Retificar os nomes

Mesmo a extrema-esquerda mais totalitária reivindicava-se do ideal de… progresso. Esta ultraesquerda de agora é ultrarreacionária e uma ameaça à liberdade e ao progresso

1.Quem se apossa das palavras apossa-se das mentes. É isso o politicamente correto. 

2. Muito antes de Chesterton, Mann, Orwell ou Camus o terem dito, foi Confúcio o primeiro que se apercebeu do fenómeno, remetendo para o que lhe está na origem e explicando as suas consequências. Facto que revela, aliás, o começo pioneiro da civilização chinesa e o seu avanço durante dois milénios.

Confúcio queria ser político, mas viu-se sempre confinado ao papel venerado mas relativamente inofensivo de Supremo Educador. Um dia, um discípulo perguntou-lhe: «Se lhe fosse confiado o governo, qual seria a primeira iniciativa do Mestre?». A resposta foi surpreendente: «Retificar as denominações [os nomes]. Se as denominações não estiverem corretas, a linguagem não tem objeto. E quando a linguagem não tem objeto, a ação humana torna-se impossível».
 
3. O exemplo mais recente foi a captura e corrupção de um nome seminal – todavia de significado bem claro e sólido registo histórico e filosófico: o termo ‘progresso’, ‘progressismo’. Termo que a ideologia woke capturou, pervertendo-o até ao seu oposto. Pelas aberrações substantivas que vai impondo, manda o rigor e a evidência empírica que o politicamente correto, como ideologia neo-obscurantista, deva ser designado pelo nome de significado oposto: ‘regressismo’.

4. ‘Regressismo’, regressão civilizacional, e não ‘progressismo’, o nome nobre que os fanáticos do novo culto se auto atribuem, contando com a submissão ou a inadvertência das pessoas. Nome ao qual, por insuficiente compreensão dos efeitos do logro, muito boa gente vai cedendo (a menos inadvertida acrescentando-lhe, por pudor, um ‘neo’: ‘neo-progressismo’).

5. É ‘regressismo’, de facto, até na negação da natureza progressiva da investigação científica, provavelmente o exemplo mais incontroverso de uma tendência de progresso (sem que deva excluir-se a necessidade de subordinação das aplicações da ciência aos valores humanos universais).

6. Um regressismo documentado em crescentes manifestações e práticas, as mais absurdas (como bem as vem referindo João Brás).

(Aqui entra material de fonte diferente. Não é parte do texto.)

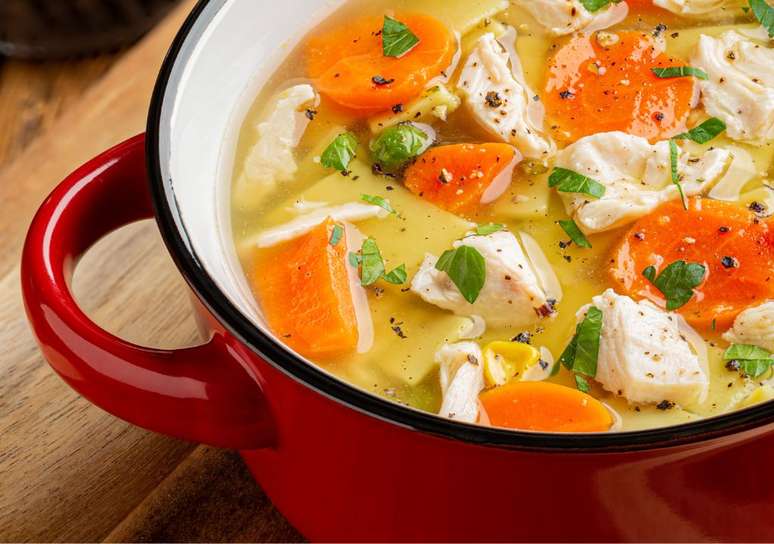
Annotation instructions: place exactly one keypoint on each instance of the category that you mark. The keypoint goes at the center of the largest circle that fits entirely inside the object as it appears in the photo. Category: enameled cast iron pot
(340, 463)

E bem claro no retorno do tribalismo, na multiplicação anti-humanista e anti-universalista das identidades, levada a domínios inimagináveis. A fobia à heterossexualidade, por exemplo, paroxismo que parece remeter, em última instância, a realidade humana para o tempo imemorial da vida animal hermafrodita na Terra.

7. Um outro termo de que se apossaram, tornando-o significante do seu contrário, foi ‘liberalismo’. ‘Neoliberalismo’, dizem-no. Fenómeno de que há muitos anos um insuspeito professor de Filosofia, Fernando Belo, logo se apercebeu e argumentadamente desmontou. Na verdade, o ‘neoliberalismo’ opõe-se ao ‘liberalismo’. Surgiu à direita nos EUA, precisamente para se opor ao liberalismo, da esquerda liberal americana.

‘Ultraliberalismo’, chamou-lhe certeiramente Amin Malouf, fazendo coincidir o nome com a coisa. 
Ultraliberalismo que não é liberal – tal como ultra direita que não é direita, e ultraesquerda que não é esquerda. Nem sequer é extrema-esquerda. Esta, mesmo a mais totalitária, reivindicava-se do ideal de… progresso. Que incontroversamente a distinguia desta ultraesquerda de agora, ultrarreacionária, ameaça à liberdade e ao… progresso.